Fitness Focus: Mental Health
Our society tends to focus on one facet of “fitness”: the physical; however, fitness means more than running three miles a day or doing cross fit. To achieve optimal health, we should focus on the other facets of fitness: mental, emotional, spiritual, and financial. I’m no medical expert, but I have lived in my body for 37 years and one thing I know for sure…when I don’t listen to the clues or pain signals I receive, I’m only a few steps away from a full mental breakdown.
A social media post about a woman being praised for using a sick day for mental health went viral when a top leader at her company mentioned how all employees should learn from her example so their “whole selves” can show up to work. I remember being embarrassed when I called out for a mental health break, and even felt guilty leaving tasks for someone else to finish while I stayed home to rest. Finally, I put myself in check and said, “Leslie, you will do more harm than good if you show up to work in a poor mental state.” That realization forced me to sit down, regroup, and enjoy some much needed rest!
Ten Signs You Need a Mental Health Break:
- Loss of appetite
- Mindless eating
- Sleeping too much
- Excessive spending
- Emotional outbursts
- Excessive drinking or drug abuse
- Sudden change in appearance
- Withdrawal from family and friends
- Lack of energy or motivation
Know Your Baseline
It is possible to experience all of the signs mentioned above, but ask yourself this, “what is my baseline?” A baseline is a standard or as they say in the science world a “control” used to measure variations during an experiment. This means you have to do some soul searching to understand your normal then determine if there is a problem that requires attention.
I remember when I experienced several nights of insomnia back to back with vivid dreams and nightmares that seemed real. Those rough nights coupled with the need to eat every thing in sight alerted me something was going on with my health. I’m normally a good sleeper, I rarely have trouble falling asleep or staying asleep. Lack of sleep also makes me hungry since I’m awake more hours of the day than normal. Knowing my baseline helped me identify minor trouble before it became a major issue and calling off work was the best thing to jump start my healing.
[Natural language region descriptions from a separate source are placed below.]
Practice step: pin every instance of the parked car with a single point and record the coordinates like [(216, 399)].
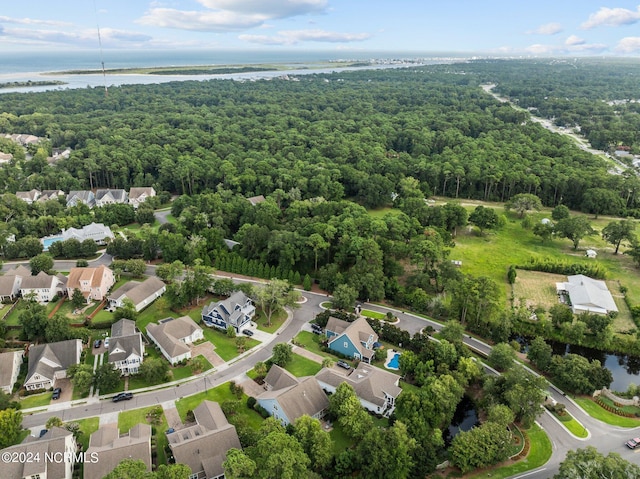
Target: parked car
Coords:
[(343, 364), (122, 397), (633, 443)]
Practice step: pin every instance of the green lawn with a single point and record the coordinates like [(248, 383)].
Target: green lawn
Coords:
[(539, 454), (219, 394), (597, 412), (128, 419), (36, 400), (300, 366)]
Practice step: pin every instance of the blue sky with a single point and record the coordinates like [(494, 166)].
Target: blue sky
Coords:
[(509, 27)]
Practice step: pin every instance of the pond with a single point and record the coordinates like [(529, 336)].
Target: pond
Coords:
[(465, 417)]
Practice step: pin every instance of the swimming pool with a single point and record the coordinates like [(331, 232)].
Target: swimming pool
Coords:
[(394, 362), (49, 240)]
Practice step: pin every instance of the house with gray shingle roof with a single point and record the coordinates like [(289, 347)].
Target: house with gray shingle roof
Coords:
[(43, 287), (81, 196), (110, 196), (55, 443), (376, 388), (237, 310), (287, 398), (355, 340), (10, 363), (173, 336), (48, 362), (203, 447), (587, 295), (141, 294), (126, 349), (109, 447)]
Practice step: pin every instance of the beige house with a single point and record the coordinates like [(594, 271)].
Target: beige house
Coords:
[(48, 362), (376, 388), (203, 447), (141, 294), (94, 283), (287, 397), (109, 447), (139, 195), (9, 369), (55, 443), (173, 336)]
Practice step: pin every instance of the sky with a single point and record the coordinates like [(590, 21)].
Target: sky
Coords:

There are several resources available to improve your mental health.
- Ask for EAP assistance – most companies offer an Employee Assistance Program that provides counseling, consult your Human Resources department for details.
- Seek advice from clergy – if you’re a member of a faith community, your local church may have counseling services available for members or can direct you to someone who can assist.
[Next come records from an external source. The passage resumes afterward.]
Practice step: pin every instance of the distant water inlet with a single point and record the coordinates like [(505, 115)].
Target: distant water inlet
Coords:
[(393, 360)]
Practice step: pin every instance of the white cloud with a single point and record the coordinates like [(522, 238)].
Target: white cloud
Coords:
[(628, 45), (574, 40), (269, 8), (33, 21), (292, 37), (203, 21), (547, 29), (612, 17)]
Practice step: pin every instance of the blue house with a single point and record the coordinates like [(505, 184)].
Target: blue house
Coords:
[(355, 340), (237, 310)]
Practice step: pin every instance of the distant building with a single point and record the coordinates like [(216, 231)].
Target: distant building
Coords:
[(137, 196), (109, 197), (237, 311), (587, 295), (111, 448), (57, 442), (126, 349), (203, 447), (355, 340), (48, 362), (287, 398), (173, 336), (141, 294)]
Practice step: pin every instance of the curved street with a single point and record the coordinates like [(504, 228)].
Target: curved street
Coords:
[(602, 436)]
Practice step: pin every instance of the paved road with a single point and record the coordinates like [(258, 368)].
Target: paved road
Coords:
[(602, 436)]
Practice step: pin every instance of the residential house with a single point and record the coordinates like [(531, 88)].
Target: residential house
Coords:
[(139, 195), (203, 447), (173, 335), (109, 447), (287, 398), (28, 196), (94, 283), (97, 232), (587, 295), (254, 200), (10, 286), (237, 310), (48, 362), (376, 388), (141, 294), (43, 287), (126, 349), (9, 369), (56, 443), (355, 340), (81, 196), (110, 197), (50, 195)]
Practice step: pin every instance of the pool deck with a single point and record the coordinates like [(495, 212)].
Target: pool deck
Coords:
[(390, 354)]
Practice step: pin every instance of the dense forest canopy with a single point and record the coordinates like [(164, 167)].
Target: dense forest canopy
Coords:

- Speak to your physician – medical doctors take an oath to help those in need, let your primary care physician know about the challenges you face so they can refer you to another professional who can assist.
- Open up to a friend or family member – family can tell when you are not yourself, opening up can help them help you.
- If you’re a student, reach out to a school adviser or counselor for additional resources.
- Join a support group – if you struggle with any form of addiction such as alcohol or drugs, this can connect you with others for encouragement.
- Develop healthier habits – look into changing your diet, exercise, prayer, meditation, yoga, energy work, acupuncture, or writing a journal to release some tension.
We only have one mind. If we work as hard at developing our mental health as we do our physical health, we are unstoppable! Mental road blocks prevent us from fulfilling our purpose and should be addressed immediately with care. Listen to your heart when it says take rest, for we are only as productive as our minds’ ability to follow instruction. Love on yourself and others today, and every day!